Papers of Burnita Shelton Matthews, 1926-1981
Scrapbooks, correspondence, photographs, etc., of Burnita (Shelton) Matthews, suffragist and first woman to serve as a federal district judge.
- Matthews, Burnita Shelton, 1894-1988 (Person)
Language of Materials
Materials in English.
Conditions Governing Access
Access. Unrestricted, with the exception of folders 1vo-10vo, which are closed; use microfilm M-73.
Access. Collection is open for research.
Conditions Governing Use
Copyright. Copyright in the papers created by Burnita Shelton Matthews is held by the President and Fellows of Harvard College for the Schlesinger Library. Copyright in other papers in the collection may be held by their authors, or the authors' heirs or assigns.
Copying. Papers may be copied in accordance with the library's usual procedures.
Extent11.92 linear feet (5+1/2 file boxes, 7 folio+ boxes) plus 1 folio+ photograph folder, 1 oversize photograph folder, 1 supersize photograph folder, 1 reel microfilm (M-73)
The collection is divided into two series. Series I, Biographical material and organizational papers, contains scrapbooks; biographical sketches; photographs; awards; correspondence; speeches and addresses; papers pertaining to the numerous organizations, especially legal and women's groups, in which Matthews has been active; and material on women's legal issues. Except for the biographical material, each of these groups of papers is arranged chronologically. The scrapbooks contain clippings, photographs, articles and memorabilia pertaining to Matthews' career; the first ten are available on microfilm (M-73). Series II, Opinions, consists of the slip opinions of Matthews' cases as decided in the United States Court of Appeals of the District of Columbia, and her decisions printed in the Federal Reporter.

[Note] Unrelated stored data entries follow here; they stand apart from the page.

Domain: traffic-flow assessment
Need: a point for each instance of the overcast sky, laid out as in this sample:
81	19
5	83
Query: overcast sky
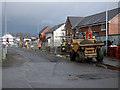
25	17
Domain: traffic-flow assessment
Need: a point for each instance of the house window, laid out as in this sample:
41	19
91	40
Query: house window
103	27
90	28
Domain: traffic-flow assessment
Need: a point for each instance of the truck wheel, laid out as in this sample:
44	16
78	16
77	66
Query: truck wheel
80	57
99	55
72	55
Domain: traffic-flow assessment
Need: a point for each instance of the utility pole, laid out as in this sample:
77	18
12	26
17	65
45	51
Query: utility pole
106	28
38	32
6	25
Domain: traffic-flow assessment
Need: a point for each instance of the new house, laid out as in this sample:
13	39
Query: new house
42	35
55	35
96	23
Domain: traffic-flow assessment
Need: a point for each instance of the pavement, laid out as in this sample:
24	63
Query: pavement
35	69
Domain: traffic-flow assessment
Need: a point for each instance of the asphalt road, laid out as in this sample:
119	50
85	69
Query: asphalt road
34	69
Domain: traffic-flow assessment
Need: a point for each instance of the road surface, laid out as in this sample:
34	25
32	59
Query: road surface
35	69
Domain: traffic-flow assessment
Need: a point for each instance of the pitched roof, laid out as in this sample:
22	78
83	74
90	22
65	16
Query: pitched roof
43	30
98	18
74	20
54	28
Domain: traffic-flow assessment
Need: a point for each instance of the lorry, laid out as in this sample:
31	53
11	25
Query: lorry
86	48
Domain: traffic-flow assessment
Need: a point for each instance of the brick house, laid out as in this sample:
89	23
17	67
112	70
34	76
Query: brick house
42	35
96	23
70	25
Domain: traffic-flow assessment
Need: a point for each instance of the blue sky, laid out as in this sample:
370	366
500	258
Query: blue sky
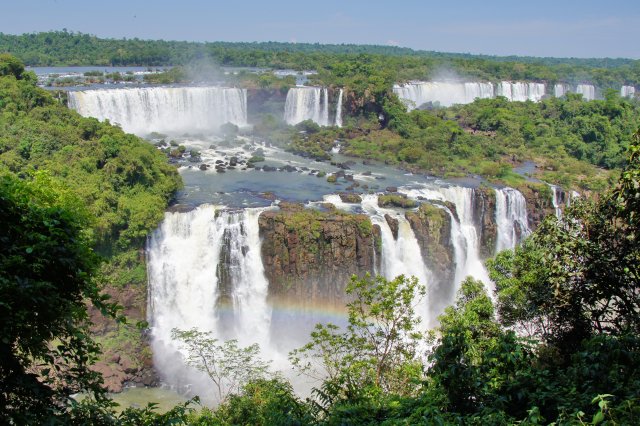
588	28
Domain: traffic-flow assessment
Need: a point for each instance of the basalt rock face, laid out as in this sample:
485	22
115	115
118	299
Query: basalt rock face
484	216
310	255
432	228
539	202
265	101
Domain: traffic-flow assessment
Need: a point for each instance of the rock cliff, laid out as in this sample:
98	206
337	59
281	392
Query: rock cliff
311	254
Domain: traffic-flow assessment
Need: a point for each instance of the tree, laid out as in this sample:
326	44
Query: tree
229	366
46	275
378	351
579	276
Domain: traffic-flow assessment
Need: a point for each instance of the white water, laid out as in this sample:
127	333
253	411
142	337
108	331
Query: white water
307	103
521	91
627	91
465	236
170	110
339	110
511	218
560	89
183	257
417	93
401	255
555	200
587	91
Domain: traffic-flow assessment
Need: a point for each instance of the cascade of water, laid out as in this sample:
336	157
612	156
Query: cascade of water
511	218
521	91
587	91
559	90
184	267
627	91
401	255
467	240
164	109
555	200
307	103
339	109
417	93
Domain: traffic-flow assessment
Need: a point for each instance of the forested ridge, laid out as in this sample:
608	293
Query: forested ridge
58	48
78	200
556	342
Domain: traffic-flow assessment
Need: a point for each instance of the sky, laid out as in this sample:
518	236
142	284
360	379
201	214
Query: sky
560	28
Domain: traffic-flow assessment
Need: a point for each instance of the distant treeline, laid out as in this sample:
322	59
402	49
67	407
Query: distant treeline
64	48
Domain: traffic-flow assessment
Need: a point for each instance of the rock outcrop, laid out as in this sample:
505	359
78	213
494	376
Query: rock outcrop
432	228
484	216
539	202
310	255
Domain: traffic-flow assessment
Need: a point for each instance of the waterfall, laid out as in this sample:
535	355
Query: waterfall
417	93
186	267
164	109
511	218
464	234
401	255
627	91
521	91
556	200
587	91
339	110
307	103
559	90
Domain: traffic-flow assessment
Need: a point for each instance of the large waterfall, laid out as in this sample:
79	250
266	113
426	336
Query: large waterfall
511	218
307	103
164	109
627	91
205	271
560	89
418	93
587	91
339	109
520	91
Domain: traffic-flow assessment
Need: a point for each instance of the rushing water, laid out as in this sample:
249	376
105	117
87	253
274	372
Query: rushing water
173	110
418	93
204	265
307	103
587	91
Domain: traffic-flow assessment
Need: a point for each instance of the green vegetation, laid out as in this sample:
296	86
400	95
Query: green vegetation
396	200
74	192
571	292
229	366
574	143
363	66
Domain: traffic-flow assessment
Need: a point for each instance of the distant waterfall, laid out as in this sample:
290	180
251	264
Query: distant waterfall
185	283
627	91
164	109
465	235
556	200
587	91
511	218
417	93
401	255
560	89
307	103
521	91
339	109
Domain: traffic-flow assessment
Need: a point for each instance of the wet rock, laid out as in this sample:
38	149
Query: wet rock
393	225
309	255
350	198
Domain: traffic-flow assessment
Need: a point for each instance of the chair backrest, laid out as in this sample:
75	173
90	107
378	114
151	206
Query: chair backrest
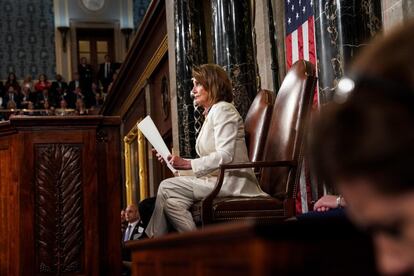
284	140
257	123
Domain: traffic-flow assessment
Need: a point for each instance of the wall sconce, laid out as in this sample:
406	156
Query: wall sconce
127	33
63	31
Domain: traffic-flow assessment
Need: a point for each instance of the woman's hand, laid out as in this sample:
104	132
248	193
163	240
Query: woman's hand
175	161
159	157
179	163
326	203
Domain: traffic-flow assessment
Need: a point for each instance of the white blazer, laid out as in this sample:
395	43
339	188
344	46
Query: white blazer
221	141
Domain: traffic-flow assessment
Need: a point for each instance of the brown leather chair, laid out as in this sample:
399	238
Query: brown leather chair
282	157
257	123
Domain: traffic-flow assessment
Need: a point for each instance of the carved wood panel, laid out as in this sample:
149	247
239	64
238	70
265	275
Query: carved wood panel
58	208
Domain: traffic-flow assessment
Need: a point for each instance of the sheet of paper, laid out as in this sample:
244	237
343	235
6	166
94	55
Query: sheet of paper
150	131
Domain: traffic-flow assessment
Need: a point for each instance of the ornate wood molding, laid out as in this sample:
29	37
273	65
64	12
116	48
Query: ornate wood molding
58	208
149	69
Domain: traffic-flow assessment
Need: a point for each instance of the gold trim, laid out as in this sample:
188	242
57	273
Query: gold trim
149	69
142	161
135	135
128	181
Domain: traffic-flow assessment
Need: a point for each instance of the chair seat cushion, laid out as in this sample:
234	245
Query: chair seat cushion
234	208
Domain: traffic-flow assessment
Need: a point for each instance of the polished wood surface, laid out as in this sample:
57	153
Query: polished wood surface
294	248
60	194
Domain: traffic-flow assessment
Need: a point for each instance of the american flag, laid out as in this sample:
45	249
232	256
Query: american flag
300	44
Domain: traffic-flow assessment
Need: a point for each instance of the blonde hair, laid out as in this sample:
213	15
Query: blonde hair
215	81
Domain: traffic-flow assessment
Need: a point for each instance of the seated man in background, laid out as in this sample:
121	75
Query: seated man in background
364	144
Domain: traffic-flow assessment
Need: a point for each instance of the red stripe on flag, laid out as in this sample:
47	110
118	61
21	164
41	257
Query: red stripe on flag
311	35
288	51
300	42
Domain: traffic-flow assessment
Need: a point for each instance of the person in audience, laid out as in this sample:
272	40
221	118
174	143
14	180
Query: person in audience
25	96
80	107
58	90
114	76
134	229
42	84
124	222
12	81
364	145
73	92
85	75
28	83
105	73
43	100
221	141
12	99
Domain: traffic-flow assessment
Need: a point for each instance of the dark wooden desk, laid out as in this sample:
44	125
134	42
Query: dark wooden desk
296	248
60	195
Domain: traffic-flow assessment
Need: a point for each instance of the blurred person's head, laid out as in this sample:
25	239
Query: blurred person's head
123	219
63	104
211	85
364	145
131	213
11	77
42	77
11	89
28	79
30	105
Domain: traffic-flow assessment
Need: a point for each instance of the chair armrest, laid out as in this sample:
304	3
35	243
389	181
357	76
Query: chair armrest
206	203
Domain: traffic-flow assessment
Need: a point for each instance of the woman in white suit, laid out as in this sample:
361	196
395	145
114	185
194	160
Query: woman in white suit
220	141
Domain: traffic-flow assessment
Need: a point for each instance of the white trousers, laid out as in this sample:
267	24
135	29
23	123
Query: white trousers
174	199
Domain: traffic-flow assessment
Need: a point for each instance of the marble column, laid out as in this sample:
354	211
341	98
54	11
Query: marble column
342	27
233	48
189	51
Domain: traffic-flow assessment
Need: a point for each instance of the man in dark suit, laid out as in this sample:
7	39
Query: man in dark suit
106	72
58	90
134	231
135	228
73	92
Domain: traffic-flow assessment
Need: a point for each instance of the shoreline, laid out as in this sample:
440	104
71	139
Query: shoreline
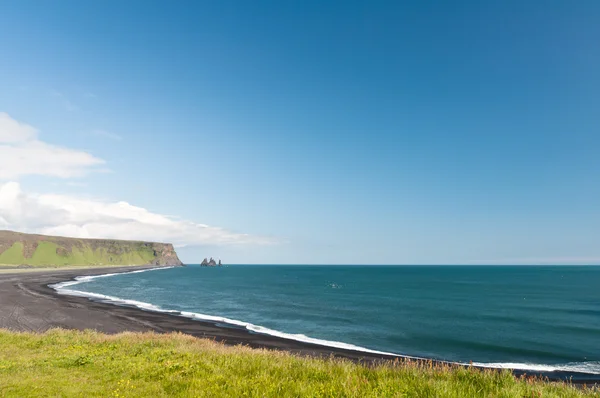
27	303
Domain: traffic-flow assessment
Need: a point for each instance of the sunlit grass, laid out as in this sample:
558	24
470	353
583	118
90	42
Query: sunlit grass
72	363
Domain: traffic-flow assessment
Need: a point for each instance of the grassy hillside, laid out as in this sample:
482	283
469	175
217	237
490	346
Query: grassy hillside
40	250
71	363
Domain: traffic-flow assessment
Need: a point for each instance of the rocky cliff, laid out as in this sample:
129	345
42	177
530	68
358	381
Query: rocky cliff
39	250
211	263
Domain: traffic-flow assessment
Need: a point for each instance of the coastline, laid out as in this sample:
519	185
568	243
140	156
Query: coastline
27	303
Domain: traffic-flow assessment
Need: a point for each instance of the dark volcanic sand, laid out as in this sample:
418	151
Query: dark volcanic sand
28	304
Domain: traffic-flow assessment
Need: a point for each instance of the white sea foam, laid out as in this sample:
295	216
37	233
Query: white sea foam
63	288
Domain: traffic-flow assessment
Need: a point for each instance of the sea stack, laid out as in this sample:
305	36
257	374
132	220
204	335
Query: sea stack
210	263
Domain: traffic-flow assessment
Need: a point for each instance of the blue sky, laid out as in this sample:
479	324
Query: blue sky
314	132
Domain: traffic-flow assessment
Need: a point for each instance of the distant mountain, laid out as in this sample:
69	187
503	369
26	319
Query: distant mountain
39	250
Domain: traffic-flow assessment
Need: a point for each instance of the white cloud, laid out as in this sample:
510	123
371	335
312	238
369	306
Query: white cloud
64	215
22	153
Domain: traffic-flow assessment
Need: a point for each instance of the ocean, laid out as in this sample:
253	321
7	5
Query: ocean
523	317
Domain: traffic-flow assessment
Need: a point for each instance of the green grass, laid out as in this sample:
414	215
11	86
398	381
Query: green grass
13	255
46	254
70	363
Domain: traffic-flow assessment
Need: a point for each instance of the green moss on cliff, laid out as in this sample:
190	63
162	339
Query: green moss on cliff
59	252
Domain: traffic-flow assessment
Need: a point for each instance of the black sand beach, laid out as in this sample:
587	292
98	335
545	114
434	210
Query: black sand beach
28	304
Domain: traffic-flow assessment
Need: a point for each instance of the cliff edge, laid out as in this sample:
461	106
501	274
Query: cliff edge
19	249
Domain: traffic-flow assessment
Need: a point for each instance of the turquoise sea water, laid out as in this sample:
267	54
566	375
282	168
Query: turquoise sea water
524	317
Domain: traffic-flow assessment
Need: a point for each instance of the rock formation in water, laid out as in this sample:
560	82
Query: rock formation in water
210	263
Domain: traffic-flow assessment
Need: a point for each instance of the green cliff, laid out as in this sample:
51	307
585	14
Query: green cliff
18	249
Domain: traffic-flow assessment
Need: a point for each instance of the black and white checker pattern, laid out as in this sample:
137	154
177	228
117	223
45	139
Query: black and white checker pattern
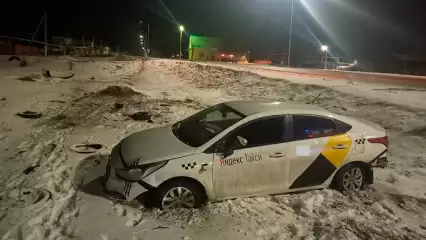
189	165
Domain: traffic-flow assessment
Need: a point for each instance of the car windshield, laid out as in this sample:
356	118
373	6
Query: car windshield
206	124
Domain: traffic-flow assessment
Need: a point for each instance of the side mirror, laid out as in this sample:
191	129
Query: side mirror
227	152
242	141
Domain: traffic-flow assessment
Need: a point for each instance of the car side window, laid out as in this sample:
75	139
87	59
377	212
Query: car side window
259	133
308	127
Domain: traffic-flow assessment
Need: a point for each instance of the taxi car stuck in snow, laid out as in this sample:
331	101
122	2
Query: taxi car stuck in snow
246	148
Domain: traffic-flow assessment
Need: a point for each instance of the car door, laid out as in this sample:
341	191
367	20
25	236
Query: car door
259	167
319	150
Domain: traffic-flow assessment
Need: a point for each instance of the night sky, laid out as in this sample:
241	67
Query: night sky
368	30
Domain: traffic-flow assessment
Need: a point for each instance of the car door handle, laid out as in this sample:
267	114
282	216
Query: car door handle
203	167
340	146
277	155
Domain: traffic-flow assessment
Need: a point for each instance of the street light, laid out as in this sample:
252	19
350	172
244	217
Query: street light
291	29
324	48
180	43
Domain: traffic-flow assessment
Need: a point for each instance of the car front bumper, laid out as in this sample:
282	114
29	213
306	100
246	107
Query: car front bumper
113	183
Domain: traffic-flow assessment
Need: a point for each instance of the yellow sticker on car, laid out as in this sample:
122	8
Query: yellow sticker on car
337	149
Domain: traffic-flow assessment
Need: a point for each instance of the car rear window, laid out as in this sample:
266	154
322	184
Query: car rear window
342	127
308	127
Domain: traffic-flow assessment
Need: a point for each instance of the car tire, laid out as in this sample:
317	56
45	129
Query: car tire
350	178
172	188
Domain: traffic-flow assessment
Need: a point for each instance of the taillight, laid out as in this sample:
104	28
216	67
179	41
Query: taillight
382	140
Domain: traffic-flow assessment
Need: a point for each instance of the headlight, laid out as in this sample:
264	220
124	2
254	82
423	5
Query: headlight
137	173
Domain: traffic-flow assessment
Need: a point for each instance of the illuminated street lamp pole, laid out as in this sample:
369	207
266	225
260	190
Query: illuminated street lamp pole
324	48
180	43
291	29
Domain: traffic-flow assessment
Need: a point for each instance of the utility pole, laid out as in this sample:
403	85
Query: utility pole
45	34
147	40
291	29
180	45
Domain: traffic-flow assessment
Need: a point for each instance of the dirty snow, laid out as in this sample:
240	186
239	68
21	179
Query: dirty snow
47	191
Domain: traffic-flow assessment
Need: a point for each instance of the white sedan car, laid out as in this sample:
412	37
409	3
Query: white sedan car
246	148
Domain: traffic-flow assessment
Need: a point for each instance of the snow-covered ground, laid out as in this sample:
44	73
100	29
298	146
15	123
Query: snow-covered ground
48	191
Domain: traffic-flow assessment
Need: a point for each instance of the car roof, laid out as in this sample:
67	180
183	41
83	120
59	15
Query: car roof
253	106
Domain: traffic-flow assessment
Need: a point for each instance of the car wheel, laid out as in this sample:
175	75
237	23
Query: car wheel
179	194
350	178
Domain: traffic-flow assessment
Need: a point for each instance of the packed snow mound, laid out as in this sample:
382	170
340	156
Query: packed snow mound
324	214
110	106
118	91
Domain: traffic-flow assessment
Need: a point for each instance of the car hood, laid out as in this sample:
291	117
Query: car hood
153	145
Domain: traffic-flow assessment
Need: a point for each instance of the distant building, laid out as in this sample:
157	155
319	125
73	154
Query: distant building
204	48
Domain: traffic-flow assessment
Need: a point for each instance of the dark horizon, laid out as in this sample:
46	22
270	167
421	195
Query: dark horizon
368	31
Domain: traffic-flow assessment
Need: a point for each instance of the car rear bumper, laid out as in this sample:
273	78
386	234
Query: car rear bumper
381	161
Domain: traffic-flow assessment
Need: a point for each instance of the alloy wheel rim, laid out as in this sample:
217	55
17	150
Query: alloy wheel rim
352	179
178	197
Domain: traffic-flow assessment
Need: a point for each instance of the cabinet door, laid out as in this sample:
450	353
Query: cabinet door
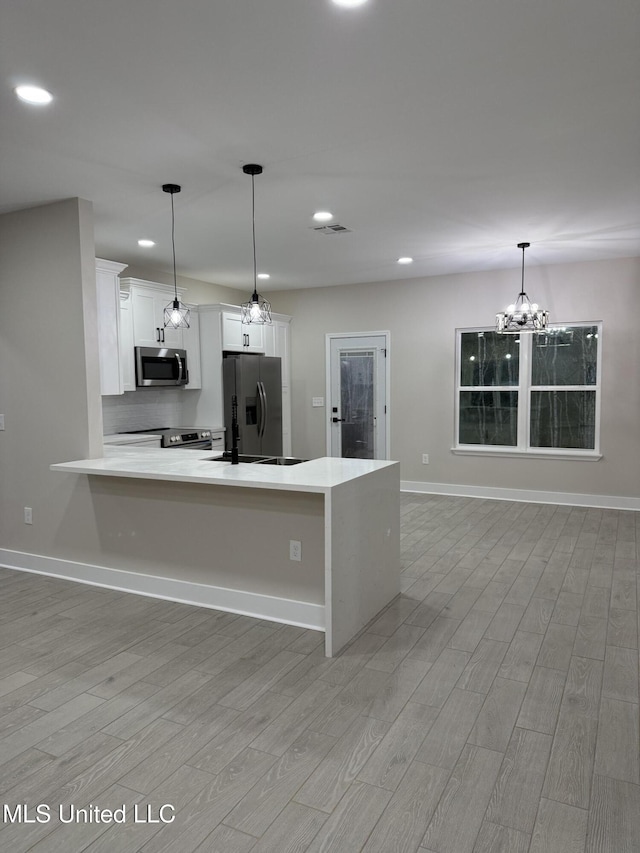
239	337
191	342
233	332
108	315
255	338
146	328
126	343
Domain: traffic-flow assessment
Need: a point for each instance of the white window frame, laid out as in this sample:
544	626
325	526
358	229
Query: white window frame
524	390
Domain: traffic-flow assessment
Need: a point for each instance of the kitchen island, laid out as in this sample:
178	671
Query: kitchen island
174	524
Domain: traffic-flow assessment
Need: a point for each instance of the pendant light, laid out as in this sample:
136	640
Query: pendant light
257	309
176	315
523	315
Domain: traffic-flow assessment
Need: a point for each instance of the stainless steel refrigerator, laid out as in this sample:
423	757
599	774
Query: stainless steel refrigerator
256	381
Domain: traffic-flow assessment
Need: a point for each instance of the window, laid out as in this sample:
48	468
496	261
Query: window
529	393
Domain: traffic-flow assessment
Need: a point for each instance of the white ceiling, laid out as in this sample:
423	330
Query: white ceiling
447	130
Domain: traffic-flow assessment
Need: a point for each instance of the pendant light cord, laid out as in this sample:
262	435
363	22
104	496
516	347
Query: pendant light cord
173	246
253	209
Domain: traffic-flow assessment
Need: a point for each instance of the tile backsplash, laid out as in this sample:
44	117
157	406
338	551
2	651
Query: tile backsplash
146	408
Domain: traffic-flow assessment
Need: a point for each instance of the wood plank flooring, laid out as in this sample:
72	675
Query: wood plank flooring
491	708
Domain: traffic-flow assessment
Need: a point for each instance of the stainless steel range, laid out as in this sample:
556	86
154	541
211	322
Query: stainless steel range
192	438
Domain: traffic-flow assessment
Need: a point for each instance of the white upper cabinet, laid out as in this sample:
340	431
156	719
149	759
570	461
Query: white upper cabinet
148	304
126	342
108	314
239	337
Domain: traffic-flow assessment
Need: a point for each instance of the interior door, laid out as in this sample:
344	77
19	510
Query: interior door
358	396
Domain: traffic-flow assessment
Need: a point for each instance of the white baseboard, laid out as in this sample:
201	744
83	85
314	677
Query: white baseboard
522	495
288	611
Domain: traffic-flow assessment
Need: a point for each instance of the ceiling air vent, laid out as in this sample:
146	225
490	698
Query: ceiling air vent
331	229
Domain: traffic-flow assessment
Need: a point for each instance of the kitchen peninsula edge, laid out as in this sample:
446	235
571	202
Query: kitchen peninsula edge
174	524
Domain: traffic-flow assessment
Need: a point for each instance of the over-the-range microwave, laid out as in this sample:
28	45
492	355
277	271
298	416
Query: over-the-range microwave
161	366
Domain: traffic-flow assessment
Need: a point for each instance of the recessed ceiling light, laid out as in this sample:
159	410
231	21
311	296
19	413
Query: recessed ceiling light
33	95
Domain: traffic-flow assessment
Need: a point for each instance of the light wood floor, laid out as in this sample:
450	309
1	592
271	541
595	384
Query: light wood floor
493	707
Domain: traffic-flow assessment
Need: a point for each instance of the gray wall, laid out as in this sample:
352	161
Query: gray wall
422	315
50	396
49	374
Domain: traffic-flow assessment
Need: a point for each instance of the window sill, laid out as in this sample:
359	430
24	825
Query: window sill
576	455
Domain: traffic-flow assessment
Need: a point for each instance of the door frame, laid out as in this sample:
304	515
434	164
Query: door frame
331	336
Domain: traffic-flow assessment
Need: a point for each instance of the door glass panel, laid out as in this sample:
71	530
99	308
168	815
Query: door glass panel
563	419
357	403
489	417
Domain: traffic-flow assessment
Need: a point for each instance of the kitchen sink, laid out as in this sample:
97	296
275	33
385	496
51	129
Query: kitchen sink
258	460
242	457
282	460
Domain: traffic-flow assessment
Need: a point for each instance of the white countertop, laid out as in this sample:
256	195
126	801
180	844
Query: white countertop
191	466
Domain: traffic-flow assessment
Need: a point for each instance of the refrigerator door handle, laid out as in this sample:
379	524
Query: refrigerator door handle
262	405
264	408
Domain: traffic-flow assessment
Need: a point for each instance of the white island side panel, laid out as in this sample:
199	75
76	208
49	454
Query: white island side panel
362	553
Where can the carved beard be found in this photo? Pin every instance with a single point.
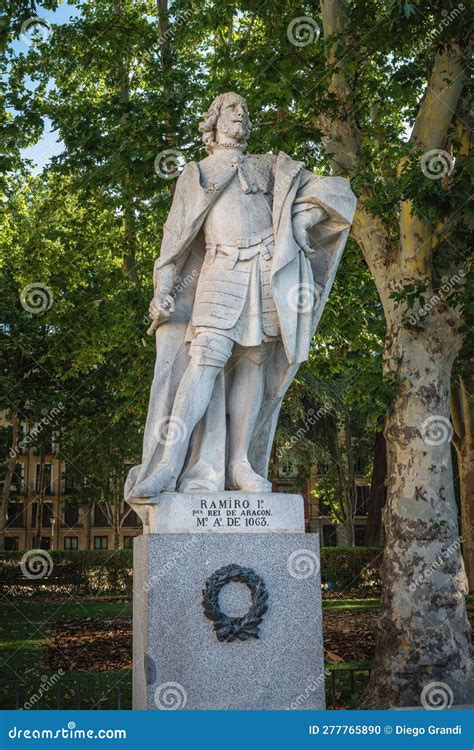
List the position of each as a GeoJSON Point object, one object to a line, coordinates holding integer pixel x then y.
{"type": "Point", "coordinates": [235, 130]}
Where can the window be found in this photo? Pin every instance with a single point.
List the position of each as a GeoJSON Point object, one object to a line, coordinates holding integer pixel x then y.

Burnita Shelton was born on December 28, 1894, in Copiah County, Mississippi. She married lawyer Percy Matthews on April 28, 1917; the couple had no children, and Percy Matthews died on January 8, 1969. In her teens, Matthews studied piano and voice at the Cincinnati Conservatory of Music, from which she graduated, and later taught music. In 1918 she began working at the Veterans' Administration in Washington, D.C., and enrolled in evening classes at the National University Law School (subsequently merged with George Washington University); she earned the LL.B. degree in 1919 and LL.M. and M.P.L. degrees in 1920. She was admitted to the Bar of the District of Columbia in 1920 and to the Bars of Mississippi and the United States Supreme Court in 1924.
Matthews became the first woman to serve as a federal district judge when she received a recess appointment from President Truman as United States District Judge for the District of Columbia on October 21, 1949. She received a permanent appointment on April 7, 1950, and took senior judge status on March 1, 1968. In 1969 and 1970 she served in the United States Court of Customs and Patent Appeals and since 1970 has served on the United States Court of Appeals for the District of Columbia Circuit. Among the cases she has heard and considers the most noteworthy are Monroe v. United States (1956); Kyne v. Leedom (1958); United States v. Wise (1962); and United States v. McSurely (1972).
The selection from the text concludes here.